When the tales and feasting ended and the People of the camp started for their tents, Ghost and Ember fell in together, for their tents were close to one another. “Well done,” Ember said.

Ghost glanced at her and then away, finding the darkened trees around them of sudden and intense interest. “I know.”

Ember grinned at her friend’s reticence. “I should not have waited to compliment you. If I had not, perhaps you would not be so stuffed with the compliments of others that you cannot accept mine.”

Ghost’s wayward gaze snapped back to Ember’s face, eyes wide with something resembling panic. “No! I— that is—” Ghost scowled at herself and forced her mouth under control. “Thank you. I had felt the lack, because your compliment is the only one which matters, coming as it does from a place of knowledge.”
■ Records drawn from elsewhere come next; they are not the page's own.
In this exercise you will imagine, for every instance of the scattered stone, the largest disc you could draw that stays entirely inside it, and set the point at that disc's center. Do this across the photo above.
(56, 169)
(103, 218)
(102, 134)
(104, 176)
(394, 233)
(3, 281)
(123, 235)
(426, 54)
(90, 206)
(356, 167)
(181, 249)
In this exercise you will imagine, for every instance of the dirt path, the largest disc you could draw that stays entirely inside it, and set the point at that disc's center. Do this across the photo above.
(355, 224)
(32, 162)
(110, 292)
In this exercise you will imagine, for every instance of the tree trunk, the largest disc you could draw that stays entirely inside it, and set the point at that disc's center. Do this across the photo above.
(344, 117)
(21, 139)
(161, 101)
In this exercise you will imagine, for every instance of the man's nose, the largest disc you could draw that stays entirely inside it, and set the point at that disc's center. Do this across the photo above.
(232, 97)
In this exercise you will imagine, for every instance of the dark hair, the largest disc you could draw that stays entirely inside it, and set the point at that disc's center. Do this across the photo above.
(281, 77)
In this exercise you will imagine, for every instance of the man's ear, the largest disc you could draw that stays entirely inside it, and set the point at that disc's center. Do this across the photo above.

Ember giggled. “You are a warrior of action, not words, my friend. But from time to time, you make a good attack.”

Before Ghost could gather her thoughts to reply to that, the eldest elder intercepted the two does, stepping from between two tents into their path. Ghost and Ember bowed respectfully, but the elder tossed his head impatiently, waving away the courtesies. “Ghost of the People. The elders of the gods’ camp have conferred, and we have decided. The weapons you offer the People are truly of the gods. Therefore, the gods have chosen you to act through. For what purpose…” He trailed off, his eyes going distant for a moment. Then he shook himself and continued in a firm voice. “For what purpose, we do not know. But the People obey the gods’ wills. Therefore, we will use our authority as elders of the gods’ camp to call every available warrior of the People to this place—” He swallowed. “—that you may lead them to war against the Others.”